Kate, who is decorated with a medal for having saved life—I think it was the life of a bishop—was away on her twenty-fifth honeymoon, so we fell into the arms of Sophia. Sophia is a big woman, and it would be a big man who ever escaped should he ever fall into her arms. I don’t know her age, but I should guess it at being about forty-five.

Although Sophia is masculine, she speaks English with the affectation of a well-bred duchess. She is always merry, and has a twinkle in her eye, indicating that she is continually on the qui vive for fun. She wore a short dress like a Welshwoman, black stockings, and buckled shoes.

From the hotel we walked a mile or so down to the lake, where we all embarked in a whale-boat. Here we had a row of a mile and a half down a river-like arm of the lake before we were fairly launched in the lake itself. Before us were the rugged rocky heights of Mount Tarawera, a volcano after which the lake is named. On the opposite side of the lake there are hills covered with trees.

It was a pull of nearly eight miles against a stiff breeze, before we came to the top of the lake. On the way we made one stoppage. This was to interview a fisherman in a dug-out. Sophia told us that to buy craw-fish from the fishermen of Tarawera was the correct thing, and as we could not oppose the wishes of a lady, we stopped. Luckily the fisherman had not caught any craw-fish. We were very cold and a little wet when we reached the head of the lake.

A walk of a mile and a half up the banks of a small creek, which was in many places steaming, and we were on the shores of Lake Rotomahana and at the foot of the White Terrace. At a distance the terrace looked like one side of a pyramid which had been made by piling together rows of white wash-hand basins.

Another comparison is to liken it to a huge white marble staircase on the side of a hill, each step being rounded in front and hollowed out above. These steps, or wash-hand basins, are from one foot to twelve feet in height, and they are all filled with water, which is hotter and hotter the higher you ascend. At the top there is one large basin filled with water that is boiling. When the wind is in a certain direction (north-east, Sophia said), this may be entirely empty.

When we saw it, it was twenty feet or so in depth, and overflowing. The water was running down from basin to basin, getting cooler and cooler and depositing silica as it descended. One exceedingly striking point connected with the marble-like basins of limpid water is that the water appears to be of a brilliant light-blue colour—so blue that it often looks unnatural.

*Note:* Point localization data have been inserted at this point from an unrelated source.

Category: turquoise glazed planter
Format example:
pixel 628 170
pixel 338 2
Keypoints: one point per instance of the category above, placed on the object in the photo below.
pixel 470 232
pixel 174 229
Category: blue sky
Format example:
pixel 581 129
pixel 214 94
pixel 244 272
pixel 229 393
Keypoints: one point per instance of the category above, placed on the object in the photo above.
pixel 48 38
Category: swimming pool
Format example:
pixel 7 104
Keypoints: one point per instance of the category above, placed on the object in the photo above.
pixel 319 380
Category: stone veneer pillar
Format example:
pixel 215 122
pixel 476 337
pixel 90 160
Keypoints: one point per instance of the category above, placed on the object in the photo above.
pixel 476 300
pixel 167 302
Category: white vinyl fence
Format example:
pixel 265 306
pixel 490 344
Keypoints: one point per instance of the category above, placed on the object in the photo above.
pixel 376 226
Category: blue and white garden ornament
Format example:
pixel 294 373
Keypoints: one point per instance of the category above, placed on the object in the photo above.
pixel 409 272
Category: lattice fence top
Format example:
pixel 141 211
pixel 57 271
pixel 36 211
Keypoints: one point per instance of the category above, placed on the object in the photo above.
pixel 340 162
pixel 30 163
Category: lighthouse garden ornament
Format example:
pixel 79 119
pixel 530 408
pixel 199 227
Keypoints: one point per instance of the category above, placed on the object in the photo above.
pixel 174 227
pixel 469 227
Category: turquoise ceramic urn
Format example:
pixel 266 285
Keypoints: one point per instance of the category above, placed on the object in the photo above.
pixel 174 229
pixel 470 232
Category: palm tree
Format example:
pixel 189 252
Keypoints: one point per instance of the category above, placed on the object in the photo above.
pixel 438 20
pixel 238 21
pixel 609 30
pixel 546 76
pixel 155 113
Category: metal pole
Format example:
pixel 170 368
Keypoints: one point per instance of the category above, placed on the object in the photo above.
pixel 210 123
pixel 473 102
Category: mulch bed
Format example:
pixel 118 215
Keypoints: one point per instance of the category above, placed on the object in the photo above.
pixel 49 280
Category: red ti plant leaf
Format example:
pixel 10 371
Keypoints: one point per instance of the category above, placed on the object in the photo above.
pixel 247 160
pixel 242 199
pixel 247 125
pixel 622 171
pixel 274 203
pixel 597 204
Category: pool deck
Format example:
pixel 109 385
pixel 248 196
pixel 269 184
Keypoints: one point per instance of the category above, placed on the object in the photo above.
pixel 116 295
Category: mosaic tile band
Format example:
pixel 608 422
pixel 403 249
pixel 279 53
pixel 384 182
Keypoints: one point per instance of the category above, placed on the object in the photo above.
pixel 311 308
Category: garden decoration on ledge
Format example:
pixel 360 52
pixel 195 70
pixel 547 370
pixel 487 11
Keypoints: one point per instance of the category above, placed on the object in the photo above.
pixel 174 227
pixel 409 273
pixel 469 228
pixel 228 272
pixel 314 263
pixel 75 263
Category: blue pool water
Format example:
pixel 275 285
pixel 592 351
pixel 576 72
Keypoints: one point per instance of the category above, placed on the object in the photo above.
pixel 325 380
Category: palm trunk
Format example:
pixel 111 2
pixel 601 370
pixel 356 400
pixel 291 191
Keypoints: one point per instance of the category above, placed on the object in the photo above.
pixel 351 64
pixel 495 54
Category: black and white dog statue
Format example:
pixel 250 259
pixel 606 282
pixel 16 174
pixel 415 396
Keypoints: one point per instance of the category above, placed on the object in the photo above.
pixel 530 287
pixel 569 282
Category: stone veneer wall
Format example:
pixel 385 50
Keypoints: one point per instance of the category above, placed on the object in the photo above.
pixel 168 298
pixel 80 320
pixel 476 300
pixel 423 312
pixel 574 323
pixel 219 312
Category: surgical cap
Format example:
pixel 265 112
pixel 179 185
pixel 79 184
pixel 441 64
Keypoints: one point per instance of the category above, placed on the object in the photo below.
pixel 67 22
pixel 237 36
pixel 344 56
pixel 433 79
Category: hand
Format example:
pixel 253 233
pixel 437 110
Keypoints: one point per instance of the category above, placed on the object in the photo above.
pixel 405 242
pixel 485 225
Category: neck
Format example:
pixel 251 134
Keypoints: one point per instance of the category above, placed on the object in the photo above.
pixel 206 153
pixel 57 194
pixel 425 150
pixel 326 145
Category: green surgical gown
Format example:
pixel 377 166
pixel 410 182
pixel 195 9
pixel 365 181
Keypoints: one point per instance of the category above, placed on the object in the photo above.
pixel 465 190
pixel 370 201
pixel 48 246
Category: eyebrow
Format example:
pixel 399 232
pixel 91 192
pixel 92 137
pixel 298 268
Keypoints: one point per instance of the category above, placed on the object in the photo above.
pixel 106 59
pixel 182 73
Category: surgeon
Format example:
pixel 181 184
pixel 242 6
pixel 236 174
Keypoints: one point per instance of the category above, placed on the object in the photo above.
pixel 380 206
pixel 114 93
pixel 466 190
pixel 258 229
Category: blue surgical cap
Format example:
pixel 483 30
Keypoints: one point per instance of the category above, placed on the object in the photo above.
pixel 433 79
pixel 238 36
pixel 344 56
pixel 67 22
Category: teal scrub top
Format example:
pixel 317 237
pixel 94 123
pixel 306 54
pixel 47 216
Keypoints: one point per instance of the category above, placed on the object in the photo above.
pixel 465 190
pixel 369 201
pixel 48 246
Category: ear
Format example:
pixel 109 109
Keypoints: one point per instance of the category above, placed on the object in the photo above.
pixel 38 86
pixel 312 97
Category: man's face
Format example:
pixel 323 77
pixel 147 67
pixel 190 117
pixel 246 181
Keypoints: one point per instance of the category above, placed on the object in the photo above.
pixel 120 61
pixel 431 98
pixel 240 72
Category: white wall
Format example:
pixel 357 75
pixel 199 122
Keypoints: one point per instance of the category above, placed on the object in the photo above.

The pool at the top looks like a crater that had been breached on one side, and from the breach a lava stream had descended to the lake. The terraced arrangements of basins have been built on the lava stream. In many places, especially at the foot of the terraces, you could see basins in the process of formation. As a stream of water flows over an inclined surface, it spreads out to form a fan-like film.

At a certain distance from its origin it has become sufficiently cooled to deposit the silica which, while hot, it holds in solution. The deposition takes place on a curved ridge, the curvature of which corresponds to the curvature of the flowing fan-like film of water. In time the ridge grows higher and higher, until finally it becomes a basin in which water does not cool so rapidly as it did when the formation commenced.